Me hospedé durante una semana en el barrio de Vedado, que está relativamente alejado del centro de la ciudad, de la Habana Vieja. Tenía que buscarme un medio de transporte para viajar todos los días al centro. Tras comparar varias posibilidades, lo mejor y más rentable era coger un bus turístico, de estos que tienen dos plantas, y la de arriba no tiene techo, va al aire libre. Como aquello es una zona de hoteles y de extranjeros, había una línea que partía de allí, y pasaba por todos los hoteles, para más tarde recorrer la ciudad hasta la parte antigua. A mí personalmente este tipo de autobuses siempre me habían parecido demasiado “turísticos”. Cuando los veía por mi ciudad, tan llamativos, con la planta de arriba descubierta y docenas de cabezas con el pelo al viento tras una cámara apuntando como en un safari, no me imaginaba subido en uno de ellos. Pero me decidí a cogerlo. Al principio lo pasé mal, cuando atravesaba las calles la gente se te quedaba mirando. Parecía que tenías por encima una flecha apuntándote que ponía: “turista”.

Pero a medida que fueron pasando los días fui tomando el lado bueno. Algunas veces, por algunos de los barrios por donde pasaba el autobús, algunas de las personas y niños te saludaban, y yo los saludaba a ellos como si fuese un personaje en la cabalgata de Reyes Magos. De vez en cuando sacaba la cámara para hacer alguna foto, o incluso la dejaba unos segundos grabando para recoger el ambiente de las calles. Había que tener cuidado, porque en algunas avenidas los árboles tropicales no sabían de turistas. Sus formas se habían adaptado al paso del autobús, pero si te descuidabas, el precio a levantarte para hacer una buena foto podía ser un golpe o un arañazo con alguna de sus ramas. Me fui acostumbrando, ya conocía las zonas de peligro y trataba de eludirlas con anticipación, lo que no conseguían muchos de los que tomaban el autobús por primera vez. Otro atractivo era que una guía en la cabina de abajo te iba contando cosas sobre los lugares por donde ibas pasando, siempre en español e inglés y algunas veces también en francés o en italiano. “A su derecha la plaza de la revolución, con las imágenes gigantes de Che Guevara y Camilo Cienfuegos”,…  “a su izquierda, el cementerio Colón, el más grande de Latinoamérica”,… “a su izquierda el Malecón de La Habana, de siete kilómetros de longitud”… Todo ello al principio me resultó muy interesante, pero claro, todos los días lo mismo, durante una semana…. ¡A la ida y a la vuelta!

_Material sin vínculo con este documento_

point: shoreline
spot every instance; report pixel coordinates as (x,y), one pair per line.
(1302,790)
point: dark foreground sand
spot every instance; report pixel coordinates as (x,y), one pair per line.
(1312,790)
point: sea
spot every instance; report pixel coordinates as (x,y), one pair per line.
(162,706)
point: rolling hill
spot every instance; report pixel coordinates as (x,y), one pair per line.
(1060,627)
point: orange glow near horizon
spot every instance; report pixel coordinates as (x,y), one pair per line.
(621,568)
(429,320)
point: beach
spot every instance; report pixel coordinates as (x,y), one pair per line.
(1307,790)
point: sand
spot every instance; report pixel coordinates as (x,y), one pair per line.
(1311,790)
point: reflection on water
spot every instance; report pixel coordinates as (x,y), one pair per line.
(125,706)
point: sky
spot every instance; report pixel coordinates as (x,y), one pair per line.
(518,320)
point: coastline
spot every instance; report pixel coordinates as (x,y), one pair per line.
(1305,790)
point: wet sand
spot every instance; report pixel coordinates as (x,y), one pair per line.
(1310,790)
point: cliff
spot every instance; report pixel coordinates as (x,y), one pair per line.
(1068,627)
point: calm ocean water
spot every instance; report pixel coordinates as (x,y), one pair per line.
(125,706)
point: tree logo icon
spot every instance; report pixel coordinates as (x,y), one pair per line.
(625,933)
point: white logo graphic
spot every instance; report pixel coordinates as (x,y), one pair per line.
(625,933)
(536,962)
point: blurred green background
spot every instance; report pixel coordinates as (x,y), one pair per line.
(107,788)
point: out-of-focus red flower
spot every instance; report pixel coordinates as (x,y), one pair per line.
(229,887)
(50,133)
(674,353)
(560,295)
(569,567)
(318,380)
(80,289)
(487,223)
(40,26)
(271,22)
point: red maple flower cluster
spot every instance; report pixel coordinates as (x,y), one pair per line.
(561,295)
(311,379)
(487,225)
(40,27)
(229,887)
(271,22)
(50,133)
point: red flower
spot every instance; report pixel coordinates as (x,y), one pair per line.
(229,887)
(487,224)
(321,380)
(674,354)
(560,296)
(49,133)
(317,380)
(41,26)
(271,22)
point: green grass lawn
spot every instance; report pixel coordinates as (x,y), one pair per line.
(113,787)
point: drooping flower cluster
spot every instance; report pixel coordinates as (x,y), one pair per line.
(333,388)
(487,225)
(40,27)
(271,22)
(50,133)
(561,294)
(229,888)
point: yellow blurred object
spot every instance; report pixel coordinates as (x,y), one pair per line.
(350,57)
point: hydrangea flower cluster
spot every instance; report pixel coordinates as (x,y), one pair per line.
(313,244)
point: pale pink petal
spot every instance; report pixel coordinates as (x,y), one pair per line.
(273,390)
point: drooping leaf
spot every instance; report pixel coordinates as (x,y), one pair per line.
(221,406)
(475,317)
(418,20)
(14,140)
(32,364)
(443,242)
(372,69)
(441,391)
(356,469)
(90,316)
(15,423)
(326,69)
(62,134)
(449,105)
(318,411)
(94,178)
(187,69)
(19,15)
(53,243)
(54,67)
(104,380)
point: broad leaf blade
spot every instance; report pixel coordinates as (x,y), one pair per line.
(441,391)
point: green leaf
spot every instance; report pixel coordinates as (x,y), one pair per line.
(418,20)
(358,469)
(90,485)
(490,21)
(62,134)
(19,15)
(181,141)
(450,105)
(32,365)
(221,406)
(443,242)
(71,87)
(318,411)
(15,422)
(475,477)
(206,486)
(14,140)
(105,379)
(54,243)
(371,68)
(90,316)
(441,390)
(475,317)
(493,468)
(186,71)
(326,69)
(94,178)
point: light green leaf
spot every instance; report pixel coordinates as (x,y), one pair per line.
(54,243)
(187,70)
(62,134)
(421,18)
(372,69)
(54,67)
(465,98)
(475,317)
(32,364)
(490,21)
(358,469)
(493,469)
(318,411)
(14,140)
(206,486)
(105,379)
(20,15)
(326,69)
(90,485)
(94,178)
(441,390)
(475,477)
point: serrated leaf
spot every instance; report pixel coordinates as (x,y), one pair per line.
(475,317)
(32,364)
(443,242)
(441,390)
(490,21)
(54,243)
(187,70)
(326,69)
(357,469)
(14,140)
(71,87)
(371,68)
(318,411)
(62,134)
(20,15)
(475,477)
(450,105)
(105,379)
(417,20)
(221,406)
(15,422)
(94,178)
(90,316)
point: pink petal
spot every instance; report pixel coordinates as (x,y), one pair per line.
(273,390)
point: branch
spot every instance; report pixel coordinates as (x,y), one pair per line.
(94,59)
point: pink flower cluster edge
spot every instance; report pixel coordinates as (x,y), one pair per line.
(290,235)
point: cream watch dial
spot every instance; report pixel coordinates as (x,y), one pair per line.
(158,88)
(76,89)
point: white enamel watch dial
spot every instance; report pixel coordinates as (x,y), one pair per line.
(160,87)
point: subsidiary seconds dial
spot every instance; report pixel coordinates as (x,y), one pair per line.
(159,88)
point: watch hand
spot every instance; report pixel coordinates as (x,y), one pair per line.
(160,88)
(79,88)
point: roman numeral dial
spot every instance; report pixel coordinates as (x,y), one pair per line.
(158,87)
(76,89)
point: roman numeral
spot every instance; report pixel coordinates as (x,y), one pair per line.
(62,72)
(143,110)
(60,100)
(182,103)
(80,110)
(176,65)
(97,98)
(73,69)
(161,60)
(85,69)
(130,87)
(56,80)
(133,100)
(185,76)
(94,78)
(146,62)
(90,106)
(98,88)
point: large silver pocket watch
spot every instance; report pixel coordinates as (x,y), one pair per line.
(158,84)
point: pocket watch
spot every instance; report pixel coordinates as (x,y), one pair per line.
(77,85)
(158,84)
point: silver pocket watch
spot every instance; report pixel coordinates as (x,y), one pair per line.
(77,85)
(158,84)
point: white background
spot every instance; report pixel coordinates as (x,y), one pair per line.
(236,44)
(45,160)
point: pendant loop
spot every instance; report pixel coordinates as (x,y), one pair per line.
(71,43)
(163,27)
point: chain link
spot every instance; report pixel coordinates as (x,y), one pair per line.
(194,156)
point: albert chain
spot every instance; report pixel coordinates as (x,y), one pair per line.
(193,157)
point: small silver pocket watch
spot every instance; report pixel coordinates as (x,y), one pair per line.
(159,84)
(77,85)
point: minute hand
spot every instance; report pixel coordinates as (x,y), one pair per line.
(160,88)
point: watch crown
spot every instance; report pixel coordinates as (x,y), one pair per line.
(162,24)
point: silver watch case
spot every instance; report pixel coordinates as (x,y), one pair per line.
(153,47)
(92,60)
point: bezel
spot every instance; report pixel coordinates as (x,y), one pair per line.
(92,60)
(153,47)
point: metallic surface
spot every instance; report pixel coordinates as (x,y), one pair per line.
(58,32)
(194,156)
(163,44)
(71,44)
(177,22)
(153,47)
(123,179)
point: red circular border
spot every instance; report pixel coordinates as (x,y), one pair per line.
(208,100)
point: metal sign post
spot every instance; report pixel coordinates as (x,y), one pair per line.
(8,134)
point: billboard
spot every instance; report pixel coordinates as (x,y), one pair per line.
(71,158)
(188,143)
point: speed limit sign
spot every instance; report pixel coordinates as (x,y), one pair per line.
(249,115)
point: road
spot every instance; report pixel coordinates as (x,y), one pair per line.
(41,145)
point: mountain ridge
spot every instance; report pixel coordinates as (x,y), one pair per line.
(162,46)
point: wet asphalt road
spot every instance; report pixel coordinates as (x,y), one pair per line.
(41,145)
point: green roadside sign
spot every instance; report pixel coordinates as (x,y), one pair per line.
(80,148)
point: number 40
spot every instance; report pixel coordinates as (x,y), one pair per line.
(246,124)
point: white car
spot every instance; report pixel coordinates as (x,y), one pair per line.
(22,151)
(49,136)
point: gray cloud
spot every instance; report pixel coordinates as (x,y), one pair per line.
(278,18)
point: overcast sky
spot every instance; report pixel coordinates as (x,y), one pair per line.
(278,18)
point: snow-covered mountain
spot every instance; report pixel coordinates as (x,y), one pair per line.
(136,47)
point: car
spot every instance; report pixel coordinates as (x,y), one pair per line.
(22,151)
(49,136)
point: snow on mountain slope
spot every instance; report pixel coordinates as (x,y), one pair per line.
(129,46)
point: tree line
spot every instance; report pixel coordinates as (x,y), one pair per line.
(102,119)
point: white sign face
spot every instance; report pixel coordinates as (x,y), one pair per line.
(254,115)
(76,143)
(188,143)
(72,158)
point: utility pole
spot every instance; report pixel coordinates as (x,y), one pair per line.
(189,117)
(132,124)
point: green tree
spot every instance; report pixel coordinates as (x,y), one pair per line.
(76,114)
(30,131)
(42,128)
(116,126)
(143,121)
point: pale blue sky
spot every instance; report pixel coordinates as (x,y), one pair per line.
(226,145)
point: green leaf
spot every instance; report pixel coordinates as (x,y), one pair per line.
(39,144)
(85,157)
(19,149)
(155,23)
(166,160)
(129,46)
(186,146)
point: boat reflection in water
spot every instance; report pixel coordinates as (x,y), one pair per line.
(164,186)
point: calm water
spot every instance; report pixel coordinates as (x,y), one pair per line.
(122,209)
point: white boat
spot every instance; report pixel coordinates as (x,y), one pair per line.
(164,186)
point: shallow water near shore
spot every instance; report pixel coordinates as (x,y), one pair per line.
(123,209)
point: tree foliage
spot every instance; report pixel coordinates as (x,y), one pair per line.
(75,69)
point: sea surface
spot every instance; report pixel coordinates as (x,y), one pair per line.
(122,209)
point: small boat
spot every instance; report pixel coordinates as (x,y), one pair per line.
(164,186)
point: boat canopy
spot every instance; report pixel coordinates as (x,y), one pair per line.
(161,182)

Pero así pasaron los siete días, y así llegó el último, el de mi despedida de La Habana. Me dí el último paseo por la ciudad antigua, hice unas compras, y por la tarde tomé el último autobús turístico de la jornada, para volver al barrio de Vedado. Recuerdo que en tan solo unos minutos había cambiado el clima, y el cielo se tornó nublado y oscuro, con un furioso viento que se adueñó de las calles. Empeoró tanto, que el autobús iba vacío, y subí a la plataforma de arriba, sólo. El autobús dobló para tomar la avenida del Malecón, pero las olas rompían con tanta fuerza contra las rocas, que el agua bañaba el lateral del autobús, y el mar me caía como una finísima ducha de gotas saladas, que las rachas de viento lanzaban sobre mi cara. Luego el autobús giró en el hotel Riviera, y subió hasta la plaza de la revolución, para pasar como siempre junto a las paredes de los edificios con las imágenes gigantes del Che Guevara y Camilo Cienfuegos, ya iluminadas. Escuchaba a la mujer que iba de guía, seguía hablando por cada lugar que pasábamos, igual que si el autobús fuese lleno de turistas. Era una voz ya cansada, de final del día, de último viaje, repitiendo lo mismo que miles de veces al pasar por aquel sitio. Aproveché una parada y bajé a la planta de abajo. Estaba mojado y ya tenía frío arriba. Me percaté entonces de que en la planta de abajo tampoco había nadie, sólo el conductor y la guía, con su uniforme azul y su micrófono pegado a sus labios. Quizás pensaba que alguien arriba la podía estar escuchando. Iba de pie, mirando al frente. Me acerqué por detrás. Parecía que me habían tirado por encima un cubo de agua, como un náufrago, así que ella dio un respingo al verme. Le dije que arriba no había nadie, que yo era el último viajero, y que me conocía de memoria todo lo que iba a decir en el trayecto que quedaba. Que por mí podía descansar. Ella se quedó unos segundos pensativa, me dedicó una sonrisa cansada y dijo: “gracias señor, no se preocupe, tengo que continuar, es mi obligación”.